8) Tracking/Accessing Version History
Databricks notebooks maintain a version history, allowing you to view, restore, and delete previous snapshots. You can also add comments to specific versions.
To access it, click the version history icon in the right sidebar or go to File ➤Version History.
Adding Comments
To add a comment to the most recent version, follow these steps: First, select the latest version entry. Next, click on "Save Now". A dialog will appear, prompting you to input your comment text. Once you've entered your comment, click on "Save" to finalize and append your comment to the latest version.
Restoring a Version
To revert to a previous version, follow these steps: Start by clicking on the version entry that you wish to restore. Subsequently, click on "Restore This Version" to initiate the restoration process. Confirm the action by verifying the restoration of the snapshot. As a result, the chosen version will now be set as the most recent version.
Delete a Version
To permanently remove a particular version, follow these steps: First, click on the version entry you intend to delete. Then, locate and click on the trash 🗑️ icon. Confirm the deletion by acknowledging the prompt that appears. As a result, the selected version will be permanently removed from the version history.
Clearing All Versions
To erase the entire version history, follow these steps: Navigate to the "File" menu and select "Clear Version History". Confirm it when prompted.
Note: The version history cannot be recovered once cleared.
Step 4—Working with Outputs
After running cells in a notebook, you will see outputs, and your notebook will retain its state. Now, let's delve in and see how the output format will appear. Also, let's explore how to manage these outputs, handle the state, utilize download options, and adjust settings related to notebook results.

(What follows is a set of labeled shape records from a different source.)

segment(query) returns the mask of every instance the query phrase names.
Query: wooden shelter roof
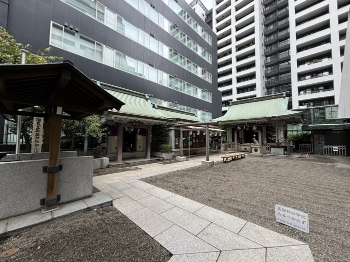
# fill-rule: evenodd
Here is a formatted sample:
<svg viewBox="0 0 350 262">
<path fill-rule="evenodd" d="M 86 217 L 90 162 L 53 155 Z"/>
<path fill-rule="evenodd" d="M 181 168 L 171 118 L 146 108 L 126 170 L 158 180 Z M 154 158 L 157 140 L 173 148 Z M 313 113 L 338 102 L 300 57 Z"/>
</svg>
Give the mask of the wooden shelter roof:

After running cells in a notebook, you will see outputs, and your notebook will retain its state. Now, let's delve in and see how the output format will appear. Also, let's explore how to manage these outputs, handle the state, utilize download options, and adjust settings related to notebook results.
Clearing Databricks Notebook Outputs/State
As you run cells in a notebook, the runtime state accumulates, including variables, functions, imported libraries, and cell outputs. At times, you may want to clear this state to start with a clean environment. Databricks notebooks provide options to clear state and outputs.
- Clear All Cell Outputs option clears only the outputs generated by each cell while retaining notebook state like imported libraries and variable definitions. This can be useful for sharing the notebook logic without visualizations or outputs.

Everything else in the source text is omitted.